REPUBLIKA.CO.ID, SOLO -- Kota Solo kembali menggelar Festival Jenang Solo sejak kemarin hingga hari ini (23/2). Tahun ini Festival Jenang Solo terselenggara tak hanya dalam rangka ulang tahun Solo ke-269, tapi juga sebagai ajang penggalian dana bagi korban erupsi Gunung Kelud.
Dalam siaran pers yang diterima Republika, panitia festival mengatakan jenang merupakan bagian dari budaya masyarakat Jawa sejak zaman Hindu, berlanjut ke era Walisongo, hingga kini. Jenang pun selalu hadir sebagai simbol rasa syukur manusia kepada Allah.
Bagi masyarakat Jawa di Solo dan sekitarnya, ritual selamatan selalu disertai kehadiran jenang. Jenang tidak dihidangkan sebagai makanan pelengkap. Tapi juga simbol doa, harapan, persatuan, dan semangat masyarakat Jawa.
Festival Jenang Solo tahun ini merupakan festival ketiga. Temanya adalah 'Inspirasi 17 Macam Jenang yang Mengiringi Boyongan Keraton Kartasura ke Keraton Surakarta'.
Ketujuh belas jenang tersebut diantaranya, jenang abrit petak, jenang lang, jenang saloko, jenang manggul, jenang suran, dan jenang timbul. Jenang dalam bahasa Indonesia bisa diartikan sebagai bubur.

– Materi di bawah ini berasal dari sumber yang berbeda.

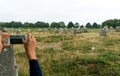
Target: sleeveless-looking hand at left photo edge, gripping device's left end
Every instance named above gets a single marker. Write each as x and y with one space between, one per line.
3 37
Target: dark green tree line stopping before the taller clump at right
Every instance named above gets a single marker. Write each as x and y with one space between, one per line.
41 24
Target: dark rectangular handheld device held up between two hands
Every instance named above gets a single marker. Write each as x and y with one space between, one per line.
16 39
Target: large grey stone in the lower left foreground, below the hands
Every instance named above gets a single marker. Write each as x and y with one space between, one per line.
8 63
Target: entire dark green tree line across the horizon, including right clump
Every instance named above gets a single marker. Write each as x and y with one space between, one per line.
110 23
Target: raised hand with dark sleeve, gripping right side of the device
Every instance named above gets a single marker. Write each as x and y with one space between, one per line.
30 45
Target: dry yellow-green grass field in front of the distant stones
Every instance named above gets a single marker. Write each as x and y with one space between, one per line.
85 54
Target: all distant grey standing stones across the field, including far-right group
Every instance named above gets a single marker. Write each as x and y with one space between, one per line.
74 31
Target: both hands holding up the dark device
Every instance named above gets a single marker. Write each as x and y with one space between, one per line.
29 44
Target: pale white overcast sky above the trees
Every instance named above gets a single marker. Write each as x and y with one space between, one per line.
81 11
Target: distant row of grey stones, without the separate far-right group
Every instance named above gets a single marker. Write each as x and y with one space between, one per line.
56 30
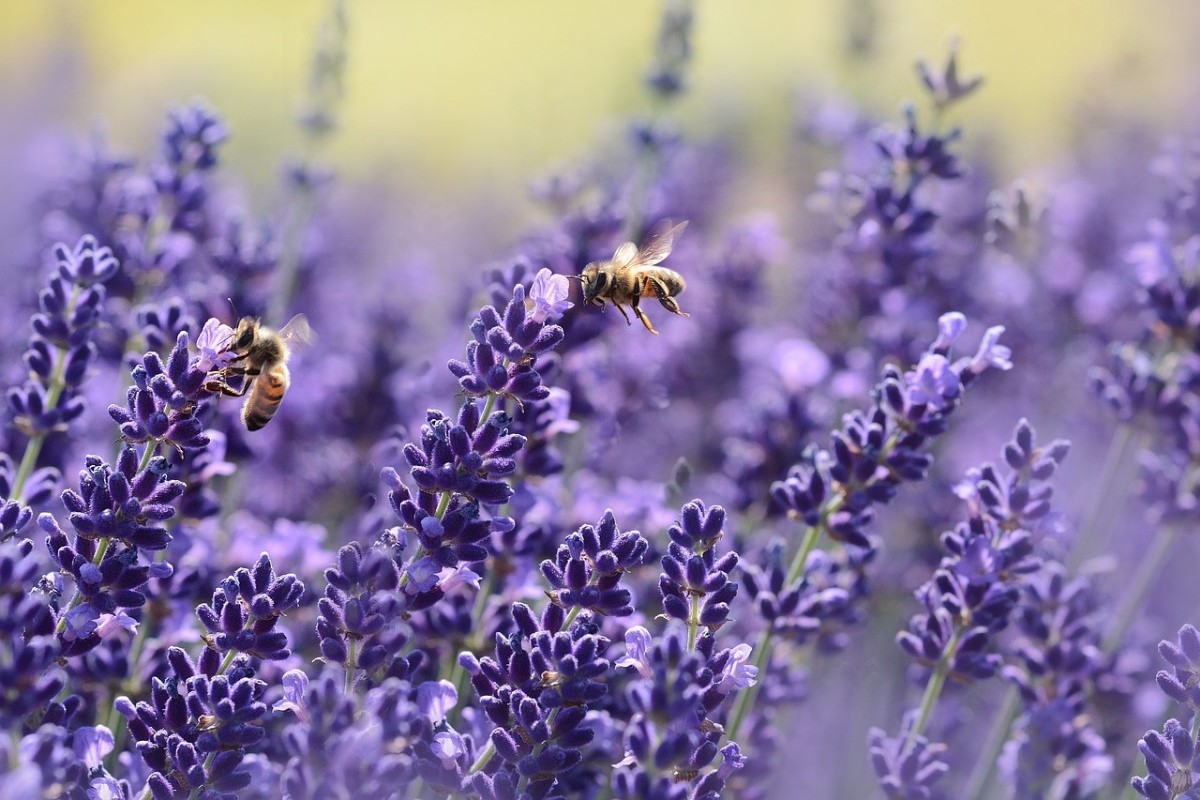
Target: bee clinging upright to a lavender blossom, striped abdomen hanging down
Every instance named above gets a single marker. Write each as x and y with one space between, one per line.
262 360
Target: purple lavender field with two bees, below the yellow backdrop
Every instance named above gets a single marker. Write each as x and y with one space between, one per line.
892 494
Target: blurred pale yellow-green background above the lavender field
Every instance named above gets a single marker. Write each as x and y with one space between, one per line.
459 93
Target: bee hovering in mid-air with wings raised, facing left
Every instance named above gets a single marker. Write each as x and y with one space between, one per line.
634 273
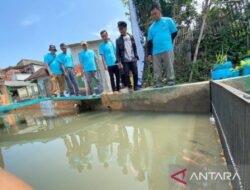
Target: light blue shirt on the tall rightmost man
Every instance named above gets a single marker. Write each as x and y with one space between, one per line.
160 32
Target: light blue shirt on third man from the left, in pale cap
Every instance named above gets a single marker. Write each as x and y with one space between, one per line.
88 58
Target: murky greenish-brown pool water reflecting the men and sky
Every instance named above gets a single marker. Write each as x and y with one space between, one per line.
110 150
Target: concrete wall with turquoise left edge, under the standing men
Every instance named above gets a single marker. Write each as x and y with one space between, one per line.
185 98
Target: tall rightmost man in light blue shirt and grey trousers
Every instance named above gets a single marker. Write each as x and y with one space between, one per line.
161 34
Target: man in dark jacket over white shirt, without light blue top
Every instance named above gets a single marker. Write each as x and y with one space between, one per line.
126 53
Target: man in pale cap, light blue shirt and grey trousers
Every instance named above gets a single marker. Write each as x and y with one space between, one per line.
88 60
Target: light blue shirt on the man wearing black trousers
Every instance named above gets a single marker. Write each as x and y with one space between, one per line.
108 51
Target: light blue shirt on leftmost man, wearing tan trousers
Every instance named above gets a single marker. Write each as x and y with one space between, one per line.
54 65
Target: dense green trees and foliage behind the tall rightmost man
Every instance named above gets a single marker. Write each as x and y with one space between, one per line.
221 24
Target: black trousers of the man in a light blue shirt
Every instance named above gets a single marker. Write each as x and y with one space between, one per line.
115 82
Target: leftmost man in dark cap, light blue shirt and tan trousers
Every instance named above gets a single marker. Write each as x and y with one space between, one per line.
55 71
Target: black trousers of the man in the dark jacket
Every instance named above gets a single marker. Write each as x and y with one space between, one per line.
130 66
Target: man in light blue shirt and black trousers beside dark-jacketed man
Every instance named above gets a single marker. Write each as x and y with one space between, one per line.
108 52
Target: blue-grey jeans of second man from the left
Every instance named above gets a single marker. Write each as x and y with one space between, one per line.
71 82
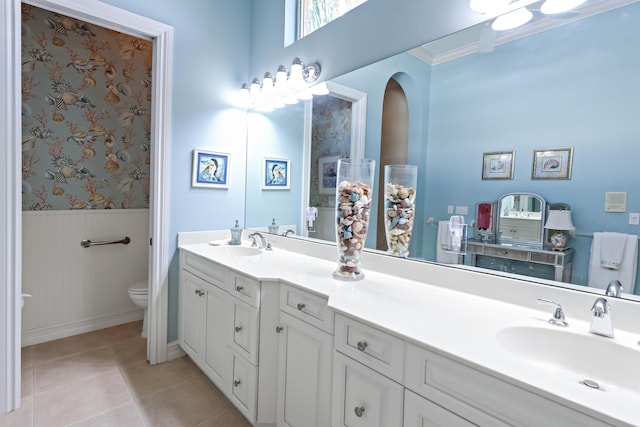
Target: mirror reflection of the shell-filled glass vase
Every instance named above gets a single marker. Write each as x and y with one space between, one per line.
399 207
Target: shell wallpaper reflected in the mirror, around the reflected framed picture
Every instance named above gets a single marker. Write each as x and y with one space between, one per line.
330 136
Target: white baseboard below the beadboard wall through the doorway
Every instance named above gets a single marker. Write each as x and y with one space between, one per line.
40 335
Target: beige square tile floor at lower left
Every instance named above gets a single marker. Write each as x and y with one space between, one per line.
102 378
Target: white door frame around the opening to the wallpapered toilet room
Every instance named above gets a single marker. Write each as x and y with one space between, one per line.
98 13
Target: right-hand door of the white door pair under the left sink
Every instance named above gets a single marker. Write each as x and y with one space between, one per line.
217 358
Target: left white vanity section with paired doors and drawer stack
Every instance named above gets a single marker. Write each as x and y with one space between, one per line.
227 326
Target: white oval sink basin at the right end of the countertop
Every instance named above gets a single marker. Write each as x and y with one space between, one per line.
595 361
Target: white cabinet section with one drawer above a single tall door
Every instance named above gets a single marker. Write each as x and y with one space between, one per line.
306 346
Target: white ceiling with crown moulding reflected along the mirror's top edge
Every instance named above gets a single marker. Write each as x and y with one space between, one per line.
481 38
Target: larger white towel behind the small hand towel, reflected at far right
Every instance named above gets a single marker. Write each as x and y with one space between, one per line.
599 276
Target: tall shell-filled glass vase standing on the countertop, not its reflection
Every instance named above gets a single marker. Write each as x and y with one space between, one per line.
353 204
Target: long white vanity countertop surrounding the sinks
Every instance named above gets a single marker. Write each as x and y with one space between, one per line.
458 325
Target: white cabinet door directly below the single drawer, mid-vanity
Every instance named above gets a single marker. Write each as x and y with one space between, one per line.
304 383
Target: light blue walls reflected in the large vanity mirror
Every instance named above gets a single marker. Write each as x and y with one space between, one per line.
568 81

Festival Jenang Solo berlokasi di koridor Ngarsopuro Solo atau di depan Pura Mangkunegaran yang terletak di kawasan Jalan Diponegoro. Hari ini pada pukul 07.00 WIB, agenda diawali dengan memasak jenang bersama Indonesian Chef Asssociation Solo. Kemudian dari pukul 09.30 hingga 11.00 WIB, jenang yang telah dimasak akan dibagi-bagikan pada pengunjung festival. Kurang lebih sebanyak 17 ribu porsi jenang akan bisa dinikmati masyarakat Solo.